No, we can't do without the ACCC, in fact they probably should be given more ability to address misleading and deceptive conduct.

And this case was largely about the misleading nature and content of the promotion campaign, not just the contract per se.
Res
Nov 5, 2010 2:22 PM
'Yes Optus' (pun intended)
You knew what you were doing was wrong.

Yes Optus...
You should be punished for that, not just made to correct it.

But, I think the ACCC's proposal is akin to 16yo kiddies after a sh1# fight on IRC, hit em any and every way for as much as we can.

Frankly I don't take any notice of those silent TV adds, I don't read newspapers because not only is it day old news anyway, its often exaggerated with facts left out to suite the journos take on things, afterall, facts don't sell, fiction does.

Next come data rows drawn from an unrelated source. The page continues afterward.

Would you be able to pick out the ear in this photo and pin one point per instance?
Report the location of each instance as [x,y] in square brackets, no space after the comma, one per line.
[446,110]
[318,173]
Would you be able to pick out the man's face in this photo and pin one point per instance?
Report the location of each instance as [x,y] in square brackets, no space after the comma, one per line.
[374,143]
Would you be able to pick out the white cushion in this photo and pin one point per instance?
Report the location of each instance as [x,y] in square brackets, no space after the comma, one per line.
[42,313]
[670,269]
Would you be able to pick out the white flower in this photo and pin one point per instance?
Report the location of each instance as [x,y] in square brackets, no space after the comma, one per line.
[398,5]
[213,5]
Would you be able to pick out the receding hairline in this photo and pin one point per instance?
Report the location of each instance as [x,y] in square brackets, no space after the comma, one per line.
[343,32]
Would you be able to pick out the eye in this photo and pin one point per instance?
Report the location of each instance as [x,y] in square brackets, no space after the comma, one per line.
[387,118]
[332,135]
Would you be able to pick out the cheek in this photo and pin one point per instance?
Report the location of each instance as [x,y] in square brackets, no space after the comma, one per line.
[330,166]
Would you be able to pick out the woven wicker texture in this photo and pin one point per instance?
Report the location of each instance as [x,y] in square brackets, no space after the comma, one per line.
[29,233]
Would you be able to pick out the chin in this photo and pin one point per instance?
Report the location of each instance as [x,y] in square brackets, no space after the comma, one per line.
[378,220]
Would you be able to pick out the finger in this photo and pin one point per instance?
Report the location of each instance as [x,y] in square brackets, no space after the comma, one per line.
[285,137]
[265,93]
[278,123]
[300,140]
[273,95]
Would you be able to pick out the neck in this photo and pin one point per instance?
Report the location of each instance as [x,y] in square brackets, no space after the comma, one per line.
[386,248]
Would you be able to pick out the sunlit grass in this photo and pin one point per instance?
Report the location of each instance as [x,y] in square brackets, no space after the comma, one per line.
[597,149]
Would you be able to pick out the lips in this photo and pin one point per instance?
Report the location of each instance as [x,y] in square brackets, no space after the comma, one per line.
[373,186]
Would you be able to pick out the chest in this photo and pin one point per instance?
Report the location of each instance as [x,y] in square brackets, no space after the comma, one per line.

And I detest those ###### popup spammy things that sites insist we have a fascination over.

ACCC should be fair dinkum though buy not letting Optus (or anyone) off lightly, yes, written letters to those customers is in order, free contract exit is in order, but that's correcting, not punishment, they should be punitively punished, I'd start there by an order to make them pay $1M to each officially recognised cancer research institute in the country.

That's making them pay for their crime, whilst not making the current Commonwealth slush funds for pollies any bigger then they already are.